(ht2 Memory in Latin America) By Danilo Valladares (IPS) – Human rights groups are worried that the declassification of military archives dating from Guatemala’s 1960-1996 civil war, which left more than 200,000 victims, by a special commission will not go far enough in terms of clarifying the atrocities.
In March 2009, centre-left President Álvaro Colom established the Military Archive Declassification Commission, made up of three representatives of the Defence Ministry, one delegate from the Presidential Human Rights Commission, and three representatives of presidential secretariats.
According to the agreement that gave rise to the commission, its mandate is to sort out and file military documents on national security affairs involving the 1954 to 1996 period. (In 1954, a coup d’etat organised by the United States Central Intelligence Agency (CIA) overthrew democratically elected President Jacobo Arbenz, ushering in decades of military dictatorship.)
The agreement also gave Colom the authority to decide not to declassify documents “that qualify as pertaining to national security in the president’s judgment.”
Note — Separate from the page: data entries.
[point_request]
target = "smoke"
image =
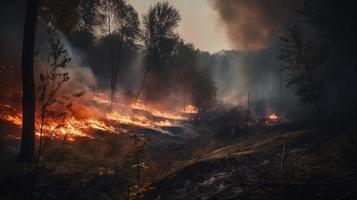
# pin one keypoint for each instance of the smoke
(252, 24)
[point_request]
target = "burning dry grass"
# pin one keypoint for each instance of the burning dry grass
(94, 112)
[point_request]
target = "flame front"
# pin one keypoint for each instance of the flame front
(109, 120)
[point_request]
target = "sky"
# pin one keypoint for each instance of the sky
(199, 25)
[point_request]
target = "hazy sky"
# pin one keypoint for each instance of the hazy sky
(199, 24)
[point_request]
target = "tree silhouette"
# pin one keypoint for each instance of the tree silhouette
(303, 58)
(27, 147)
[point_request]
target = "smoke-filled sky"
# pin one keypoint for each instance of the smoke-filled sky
(199, 25)
(214, 25)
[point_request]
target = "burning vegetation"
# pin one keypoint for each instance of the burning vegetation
(117, 105)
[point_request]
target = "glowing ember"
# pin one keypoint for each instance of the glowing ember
(107, 120)
(273, 117)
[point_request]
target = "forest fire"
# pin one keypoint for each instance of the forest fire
(273, 117)
(137, 114)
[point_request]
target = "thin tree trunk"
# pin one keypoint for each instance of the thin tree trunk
(27, 148)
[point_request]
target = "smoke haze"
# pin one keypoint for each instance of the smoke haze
(251, 24)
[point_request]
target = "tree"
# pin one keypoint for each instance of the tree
(27, 147)
(121, 25)
(89, 14)
(159, 40)
(303, 58)
(204, 92)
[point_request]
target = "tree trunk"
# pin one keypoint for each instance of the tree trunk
(28, 100)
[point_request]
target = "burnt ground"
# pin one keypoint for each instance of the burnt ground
(198, 161)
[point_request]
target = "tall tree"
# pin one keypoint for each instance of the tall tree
(121, 25)
(159, 40)
(28, 101)
(304, 58)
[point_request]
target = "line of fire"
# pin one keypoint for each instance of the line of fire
(203, 99)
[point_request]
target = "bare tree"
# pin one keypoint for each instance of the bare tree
(159, 40)
(28, 100)
(304, 58)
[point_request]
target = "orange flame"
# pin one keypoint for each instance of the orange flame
(108, 121)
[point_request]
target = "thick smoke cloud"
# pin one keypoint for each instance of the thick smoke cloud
(251, 24)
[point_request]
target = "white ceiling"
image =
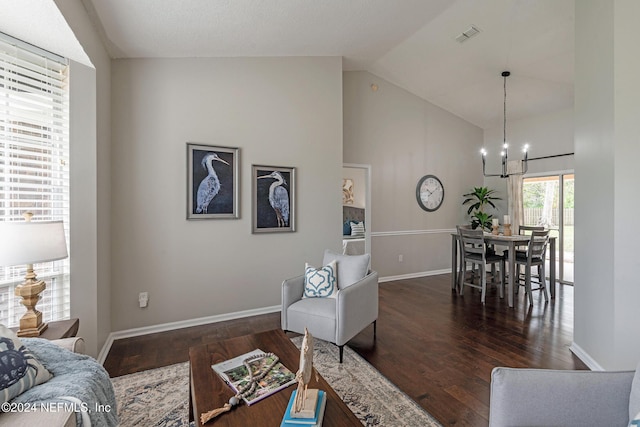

Other countries in Latin America have also begun to take steps to declassify military records to shed light on human rights abuses committed during periods of dictatorship.
In early January, Argentine President Cristina Fernández ordered the military to declassify all documents related to that country’s 1976-1983 dictatorship, stating in a decree that “such information cannot continue to be kept inaccessible under the argument that it would threaten national security.”
Guatemala’s Military Archive Declassification Commission had a Jan. 12 deadline for completing its work, but Colom extended it until June 2010.
In the meantime, human rights groups’ doubts and scepticism with regard to the possibility of real progress are growing, because virtually nothing has come out about the Commission’s work.
They also point to precedents indicating that the archives could be manipulated in order to hinder the investigation of massacres and other human rights abuses committed in the decades in question, and thus stand in the way of eventual reparations for survivors and victims’ families and the possibility of bringing the perpetrators to justice.